Le cri de Nzanga Mobutu : « Nous n’avons pas le droit de laisser l’histoire se répéter ! »
Le récent développement de la Guerre d’agression rwandaise sur le territoire congolais, avec l’occupation d’Uvira depuis le mercredi 10 Décembre 2025, continue de faire pleuvoir des réactions de toutes parts. C’est le cas de cette vive interpellation de Nzanga Mobutu Ngbangawe.
Uvira une ville stratégique dans la province du Sud-Kivu est passée sous occupation de l’Armée rwandaise instrumentalisant l’AFC/M23. La situation est d’autant plus grave qu’elle expose désormais le Grand Katanga à devenir le prochain champ de cette guerre qui dure de décennies.
L’acteur politique Nzanga Mobutu pour ne pas le citer, voit dans ce tournant catastrophique un véritable danger pour l’avenir de la République Démocratique du Congo, RDC. Et pour cela il ne va pas par quatre chemins.
« Il faut revenir à un fait essentiel que beaucoup ont oublié. Lors de l’invasion du Zaïre en 1996 et 1997, le Rwanda n’a pas seulement avancé militairement : il a remporté, en parallèle, la guerre de la communication. Cette victoire médiatique a façonné les perceptions internationales, brouillé les responsabilités, affaibli notre voix et rendu inaudible la vérité de notre peuple. La propagande qui s’est alors déployée a préparé l’opinion mondiale à accepter l’inacceptable, laissant le Zaïre isolé et vulnérable.
Cette expérience doit aujourd’hui nous servir de leçon et d’avertissement. Les mécanismes qui nous ont fragilisés hier reviennent, sous d’autres formes, avec d’autres outils. Le M23, comme l’AFDL jadis, fonctionne comme une véritable cinquième colonne, combinant actions militaires et stratégies sophistiquées d’influence. La confrontation ne se déroule plus uniquement dans nos collines ou nos villes : elle se joue désormais dans les médias internationaux, sur les réseaux sociaux, dans les récits fabriqués et diffusés pour manipuler les esprits.

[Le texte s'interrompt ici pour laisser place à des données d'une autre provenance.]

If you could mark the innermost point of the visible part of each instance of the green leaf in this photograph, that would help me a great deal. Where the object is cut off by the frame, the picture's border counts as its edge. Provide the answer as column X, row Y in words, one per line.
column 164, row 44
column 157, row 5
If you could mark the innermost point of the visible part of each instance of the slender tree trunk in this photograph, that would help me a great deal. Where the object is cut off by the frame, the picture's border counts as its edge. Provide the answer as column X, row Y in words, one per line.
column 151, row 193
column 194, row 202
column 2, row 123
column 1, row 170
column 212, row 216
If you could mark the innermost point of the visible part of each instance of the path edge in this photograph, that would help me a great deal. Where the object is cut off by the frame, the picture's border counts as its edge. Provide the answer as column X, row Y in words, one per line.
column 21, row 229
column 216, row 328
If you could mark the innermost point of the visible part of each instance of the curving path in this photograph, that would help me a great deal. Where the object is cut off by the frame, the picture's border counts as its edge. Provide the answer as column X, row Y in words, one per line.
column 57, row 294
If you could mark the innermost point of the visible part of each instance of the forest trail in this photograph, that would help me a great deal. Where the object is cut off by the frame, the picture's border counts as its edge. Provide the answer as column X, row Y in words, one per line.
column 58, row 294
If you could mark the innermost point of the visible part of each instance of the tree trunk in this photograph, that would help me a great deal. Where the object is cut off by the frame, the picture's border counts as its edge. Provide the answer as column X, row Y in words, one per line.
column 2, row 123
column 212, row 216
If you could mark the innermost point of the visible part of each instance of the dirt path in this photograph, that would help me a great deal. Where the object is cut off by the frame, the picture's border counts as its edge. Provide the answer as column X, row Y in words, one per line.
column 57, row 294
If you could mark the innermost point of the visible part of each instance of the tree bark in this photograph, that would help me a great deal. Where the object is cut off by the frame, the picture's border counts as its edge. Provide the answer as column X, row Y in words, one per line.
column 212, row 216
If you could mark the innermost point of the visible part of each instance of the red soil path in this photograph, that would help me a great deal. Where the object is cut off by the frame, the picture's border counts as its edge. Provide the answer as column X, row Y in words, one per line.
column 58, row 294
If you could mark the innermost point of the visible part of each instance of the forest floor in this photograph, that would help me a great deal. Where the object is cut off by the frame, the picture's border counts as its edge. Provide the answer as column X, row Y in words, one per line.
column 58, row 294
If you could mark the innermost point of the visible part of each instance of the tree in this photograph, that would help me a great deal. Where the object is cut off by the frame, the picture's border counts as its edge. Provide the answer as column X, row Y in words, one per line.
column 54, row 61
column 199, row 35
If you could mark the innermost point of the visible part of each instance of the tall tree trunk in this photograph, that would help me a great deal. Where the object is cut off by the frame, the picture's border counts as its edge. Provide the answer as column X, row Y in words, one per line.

C’est pourquoi j’appelle mes tous mes compatriotes, en particulier les jeunes, si présents et actifs en ligne à une vigilance absolue. Faites attention à ce que vous regardez, à ce que vous partagez, à ce que vous considérez comme vrai. La désinformation n’est pas un bruit de fond : c’est une arme, une arme silencieuse mais redoutable, qui fragilise les nations, dilue la cohésion et prépare le terrain à d’autres formes d’agression.
Ce message est un appel patriotique. Nous devons défendre notre pays aussi sur le terrain des idées, là où se construisent les perceptions et où se forgent les légitimités. Nous devons reprendre la maîtrise de notre récit national, refuser que d’autres parlent à notre place, nous définissent ou nous opposent.
La souveraineté ne se protège pas seulement par les armes : elle se protège également par la conscience, la lucidité et l’unité ».
Ce fils du Maréchal Mobutu Sese Seko lâche en conclusion de son émouvante interpellation : « Nous avons payé un tribut extrêmement lourd en 1996-1997. Nous n’avons pas le droit de laisser l’histoire se répéter. Que chacun de nous devienne un rempart contre la manipulation, un relais de vérité et un acteur de cohésion nationale.
L’avenir de notre pays en dépend ».
Espérons que ça ne reste pas un cri dans le désert fait observer un analyste.